May 25, 2013
Landfills Convert Biogas Into Renewable Natural Gas (Text Version)
This is a text version of the video segment Landfills Convert Biogas Into Renewable Natural Gas, which aired on May 25, 2013.
JOHN DAVIS: Every family, farm animal, and food-processing plant in America produces organic waste that creates a mix of methane, CO2, and other elements called biogas when it decomposes. Rotten vegetables, moldy bread, last night's leftovers—they all break down when our garbage gets to the landfill.
Incredibly, for years, the majority of these gases have been simply vented into the atmosphere or flared off to get rid of them. But biogas can easily be converted into clean natural gas and used for generating electricity, heat, or transportation fuel. And a growing number of forward-thinking projects are doing just that.
Thousands of U.S. landfills, both active and long closed, are producing biogas in significant volume. For decades, Waste Management, the nation's largest recycler, has been capturing landfill gas to generate both electricity and fuel at over 100 locations.

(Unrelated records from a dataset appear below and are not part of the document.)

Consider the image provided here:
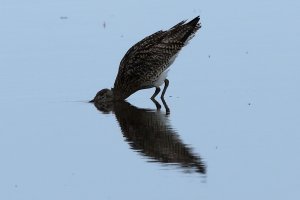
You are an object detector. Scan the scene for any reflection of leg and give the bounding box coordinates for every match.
[151,87,160,100]
[161,97,170,115]
[161,79,169,99]
[151,98,161,110]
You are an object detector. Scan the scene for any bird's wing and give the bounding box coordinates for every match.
[114,17,200,95]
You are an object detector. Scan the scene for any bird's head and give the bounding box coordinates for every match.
[90,88,114,103]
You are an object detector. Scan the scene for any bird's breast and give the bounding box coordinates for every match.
[153,68,170,87]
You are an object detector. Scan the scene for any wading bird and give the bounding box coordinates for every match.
[91,16,201,103]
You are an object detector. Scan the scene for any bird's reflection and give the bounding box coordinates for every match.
[95,101,206,174]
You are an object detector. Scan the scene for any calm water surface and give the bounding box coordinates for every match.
[0,0,300,200]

This landfill in Livermore, California, takes in 3,500 tons of waste a day but also recovers enough gas to power 300 refuse vehicles. Organic materials can account for up to 60% of a landfill's intake, but diverting biomass elsewhere to produce energy can have immediate results.
Quasar Energy, an Ohio-based waste-to-energy company, has developed an innovative anaerobic digestion system that breaks down organic materials, such as food-processing waste, sewage, grease, fats, and oils to make renewable natural gas, as well as a natural soil conditioner to replace chemical fertilizers. Everything from expired potato chips to off-spec dog food has energy value and no longer gets thrown away as trash.

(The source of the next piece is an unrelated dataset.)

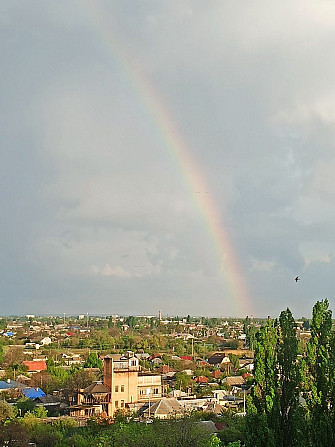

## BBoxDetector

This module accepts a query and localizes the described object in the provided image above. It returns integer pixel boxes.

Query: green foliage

This facility in Columbus, Ohio, takes in 10 to 12 truckloads of biosolids each day. The material is pumped into large, oxygen-free silos, where microorganisms break down the waste and release biogas. This site alone produces about 3,600 gasoline gallon equivalents of natural gas each day, enough to generate its own electrical power and routinely fuel 30 trucks at its on-site CNG fueling station.

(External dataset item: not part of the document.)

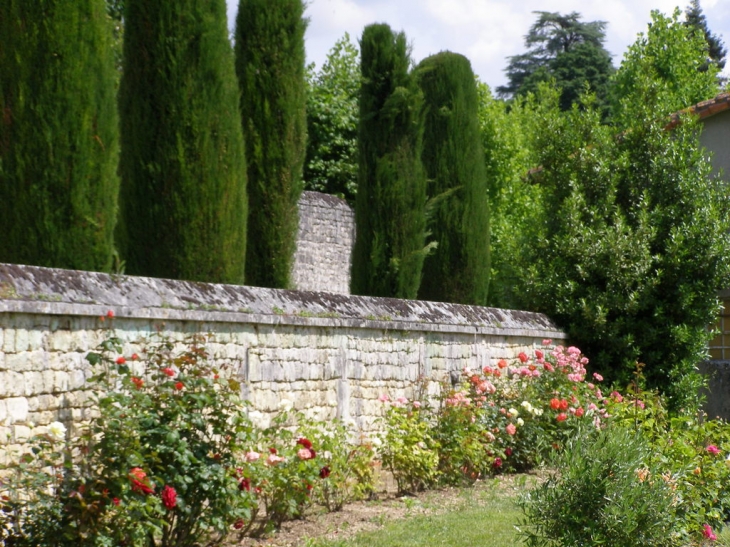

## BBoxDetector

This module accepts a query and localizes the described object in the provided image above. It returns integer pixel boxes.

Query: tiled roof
[667,93,730,129]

Quasar is looking to install digester systems onsite at food processors, wastewater treatment plants, or farms to reduce trucking costs and return the energy right back to its source. This model mimics a long-standing practice in Germany, where in a space the size of Montana, local farm co-ops have built more than 6,000 gas- and fertilizer-producing digesters.
But there are 8,000 dairy or swine farms in the U.S. large enough to support digester operations of their own. One example: Indiana's Fair Oaks Farm, harnessing the renewable energy output from 30,000 cows. Manure is processed and fed into this 18-foot-deep, underground, anaerobic tank. The resulting biogas is used for local power generation and yields enough CNG to fuel its fleet of 42 milk delivery trucks, displacing 2 million gallons of diesel fuel each year.
MARK STOERMANN: So we can recycle and reuse and maintain a renewable energy from what was a waste. And so we're not using food for fuel. We're not putting up things that people have objections to. We're taking things that people have an objection to, and actually using it in a way to produce renewable energy. It's very exciting.
JOHN DAVIS: The importance of producing and using energy locally cannot be overlooked. Renewable fuels could potentially displace 10 billion gallons of oil annually. And that will certainly move us toward a clean-driving future.